The noun reason is used a few different ways. Sometimes it refers to a justification, as in, I dare you to give me one good reason for quitting school! Other times it refers to a cause or basis for some belief, action, fact, or event: The legislator said the reason for the new bill was to reinvigorate the local economy. The synonym rationale is closer to the latter, but it implies a more detailed exposition of thought or logic. When someone asks for a rationale, chances are that they aren’t expecting an excuse or justification. More likely, they hope to understand the thought process or the fundamental reasons that serve to account for something.

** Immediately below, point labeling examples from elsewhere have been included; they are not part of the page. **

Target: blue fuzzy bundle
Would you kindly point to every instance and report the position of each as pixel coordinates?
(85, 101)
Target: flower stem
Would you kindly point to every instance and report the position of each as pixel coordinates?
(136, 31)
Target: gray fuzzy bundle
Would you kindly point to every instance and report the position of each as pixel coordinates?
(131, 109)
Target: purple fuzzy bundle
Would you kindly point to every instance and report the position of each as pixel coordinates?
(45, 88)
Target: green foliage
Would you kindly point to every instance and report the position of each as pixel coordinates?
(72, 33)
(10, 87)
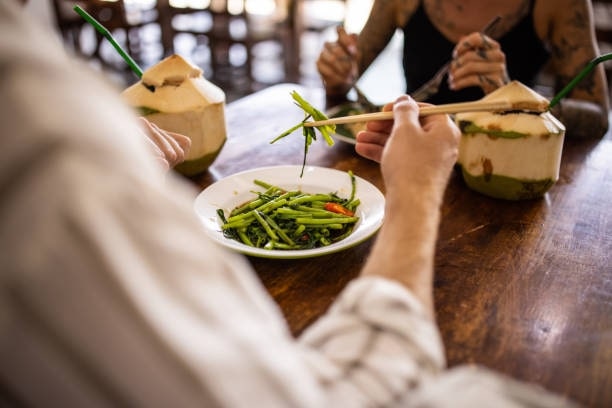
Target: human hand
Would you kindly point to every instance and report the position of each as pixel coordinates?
(337, 63)
(478, 60)
(411, 149)
(169, 148)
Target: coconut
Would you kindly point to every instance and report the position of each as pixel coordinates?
(174, 95)
(512, 155)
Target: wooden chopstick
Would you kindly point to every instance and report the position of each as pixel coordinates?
(474, 106)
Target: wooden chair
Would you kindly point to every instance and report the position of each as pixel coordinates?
(226, 40)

The adjectives equivalent and tantamount imply a correspondence between two or more things. Equivalent is the more general term, and it has a wider application. You might encounter it used in the context of quantities or measurements; in a recipe, for instance, if you substitute one ingredient for another, you might use an equivalent amount of the substitute. Tantamount is a far less common word, and it is used to talk about immaterial things that are equivalent in value, force, effect, or signification. The correspondence implied by tantamount is a little looser and open to interpretation—and this descriptor is almost always used with the preposition to, as in, His angry speech was tantamount to a declaration of war.

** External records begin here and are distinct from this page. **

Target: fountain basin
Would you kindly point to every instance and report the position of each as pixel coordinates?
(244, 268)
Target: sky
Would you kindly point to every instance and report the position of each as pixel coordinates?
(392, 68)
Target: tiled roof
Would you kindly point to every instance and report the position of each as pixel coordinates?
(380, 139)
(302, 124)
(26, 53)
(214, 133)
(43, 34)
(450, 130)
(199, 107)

There are many ways to write. You can do so meticulously with elegant, precise penmanship, or you can scrawl—which is pretty much the opposite. The verb scrawl is defined as “to write awkwardly, carelessly, or illegibly.” If you hastily scrawl your name across a blackboard, you are writing it in a sprawling, awkward manner. The origin of this word is uncertain, but it may have been influenced by an earlier use of scrawl to mean “to scramble or crawl.” The hurried disorderliness inherent in scramble, which shares the first three letters with scrawl, is indeed what sets scrawl apart from other more measured synonyms for write, such as draft, compose, and pen.